Ein schwerer Gegner zu einem undankbaren Zeitpunkt. Am Sonntag kommt Europapokal-Halbfinalist Leverkusen ins Neckarstadion. Auf dem Papier spricht nicht viel für einen Heimsieg. Oder war Berlin nur ein Ausrutscher?
Gegen Leverkusen und/oder Mainz nen Punkt holen und die anderen beiden Spiele gewinnen. Das war nach dem Heimsieg gegen Mönchengladbach vor zwei Wochen die Rechnung, die uns zum Klassenerhalt führen sollte. Und jetzt, drei Spieltage vor Saisonende? Hat der VfB in Berlin seine Hausaufgaben nicht gemacht und bekam zudem am Freitagabend noch aufgezeigt, dass man Hertha durchaus ein paar Tore einschenken kann, selbst wenn man wie Köln zeitweise selbst ein Scheunentor verfehlt. Ja, ich weiß, Mavropanos und Karazor fehlten, es war auswärts und überhaupt hatte die Mannschaft das Pech, ein Pokalhalbfinale zu bestreiten und das sogar fast erfolgreich. Alles was fehlte, war die richtige Lottozahl im Kölner Keller. Dass der VfB aus Emotionen nicht nur Kraft ziehen kann, sondern sich auch von diesen zu falschen Annahmen verleiten lässt, wissen wir spätestens seit dem letzten Sommer. Statt also die Berliner genauso anzulaufen wie man das gegen Frankfurt, Gladbach und Dortmund tat, erlebten die Brustringträger wie schon gegen Augsburg einen Rückfall in mutlosere Zeiten, konnten sich aber beim Tabellenletzten nicht mal wie in Augsburg einen Punkt retten. Natürlich wären wir dank der anderen Ergebnisse auch bei einem Sieg noch nicht aus dem Gröbsten raus gewesen. Aber jetzt kann die Konkurrenz am heutigen Samstag vorlegen und der VfB kann morgen erst nachziehen. Nächste Woche das gleiche Spiel. Für eine Mannschaft, die sich ihrem Trainer zufolge schon in Berlin von einem Ergebnis der Konkurrenz aus der Ruhe bringen lässt und die, ganz unpolemisch, eh zu viel nachdenkt, keine allzu gute Rahmenbedingung.
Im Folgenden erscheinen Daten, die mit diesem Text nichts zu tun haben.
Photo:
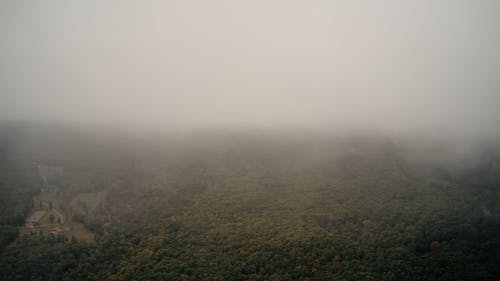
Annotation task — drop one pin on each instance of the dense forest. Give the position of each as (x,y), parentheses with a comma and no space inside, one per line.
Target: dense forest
(245,206)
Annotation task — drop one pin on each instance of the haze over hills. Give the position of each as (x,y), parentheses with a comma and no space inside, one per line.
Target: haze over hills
(249,140)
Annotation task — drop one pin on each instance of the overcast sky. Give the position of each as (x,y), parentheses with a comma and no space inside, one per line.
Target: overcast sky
(390,65)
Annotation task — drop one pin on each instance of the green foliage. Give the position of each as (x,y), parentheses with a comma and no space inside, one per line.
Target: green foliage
(266,210)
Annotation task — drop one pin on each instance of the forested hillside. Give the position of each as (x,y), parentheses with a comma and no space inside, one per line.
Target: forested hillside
(246,206)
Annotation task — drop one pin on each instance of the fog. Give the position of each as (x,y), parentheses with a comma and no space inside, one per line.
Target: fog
(390,66)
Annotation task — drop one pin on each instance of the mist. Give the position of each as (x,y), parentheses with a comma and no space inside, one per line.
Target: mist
(396,67)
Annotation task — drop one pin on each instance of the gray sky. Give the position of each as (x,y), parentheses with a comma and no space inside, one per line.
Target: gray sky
(388,65)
Ja, dieses Hertha-Spiel hat einiges in mir erschüttert. Gerade hatte ich der Mannschaft das Schalke-Spiel verziehen, da fängt sie wieder von vorne an und schenkt den Berlinern quasi einen Sieg, von dem sie selber nicht wussten, wie sie ihn errungen hatten. Es heißt zwar, der VfB habe auf dem Relegationsplatz noch alles selber in der Hand, aber gilt das auch noch am Sonntagabend? Und wer hat nicht wie ich mächtig Muffensausen vor zwei K.O.-Spielen gegen Heidenheim, den HSV oder St. Pauli? Mir hat die nervenzerfetzende Anspannung schon 2019 gereicht, ich weiß nicht, ob ich das nochmal durchstehe. Natürlich könnte der VfB auch gegen ersatzgeschwächte, abgelenkte und teilweise überspielte Leverkusener — alles nachzulesen in unserem Gegnerinterview — über sich hinauswachsen und ein bis drei Punkte ziehen. Mir fehlt aktuell noch der Glaube.
Personalsituation
Immerhin sieht die Personalsituation etwas besser aus als beim Gegner. Nur Mavropanos fällt weiter aus, womöglich auch gegen Mainz. Sonst scheinen alle an Bord zu sein. Immerhin.
Mögliche Startaufstellung
Die Abwehr stellt sich quasi von alleine auf, die Außenbahnen auch. Borna Sosa sollte halt schleunigst wieder zu der Form zurückfinden, die ihn in die Nationalmannschaft Kroatiens befördert hat. Josha Vagnoman auf der anderen Seite hat sich die nächste Nationalmannschafts-Nominierung in den letzten Wochen redlich verdient. Die größte Baustelle ist eigentlich der Sturm. Silas würde ich erstmal draußen lassen, eventuell kann er nach einer Einwechslung noch Impulse setzen. Tomás und Millot sind für mich die zielstrebigsten Halbstürmer und kriegen daher den Vorzug vor Führich oder Coulibaly.
Statistik
Leverkusen hat mit 54 die viertmeisten Tore der Liga geschossen, genauso viele Gegentore hat der VfB bereits kassiert. Ansonsten stechen die Leverkusener in keiner Statistik wirklich heraus, haben sich aber seit dem Hinspiel vor der WM in beindruckender Manier in der Tabelle nach vorne gespielt. Den letzten Sieg gegen Leverkusen feierte der VfB im Frühjahr 2018, den letzten Sieg gar im April 2010 durch einen Doppelpack von Cacau.
Fazit
So richtig Lust auf dieses Spiel, auf die vermutlich nächste Enttäuschung habe ich nicht. Hoffen wir mal, dass zumindest die anderen Ergebnisse an den letzten drei Spielen für uns laufen und wir spätestens gegen Mainz und Hoffenheim unsere Stärken wiederfinden. Gerne auch gegen Leverkusen schon. Je weniger aufgeriebene Nerven, desto besser. Auch wenn ich weiß, dass das ein frommer Wunsch bleiben wird.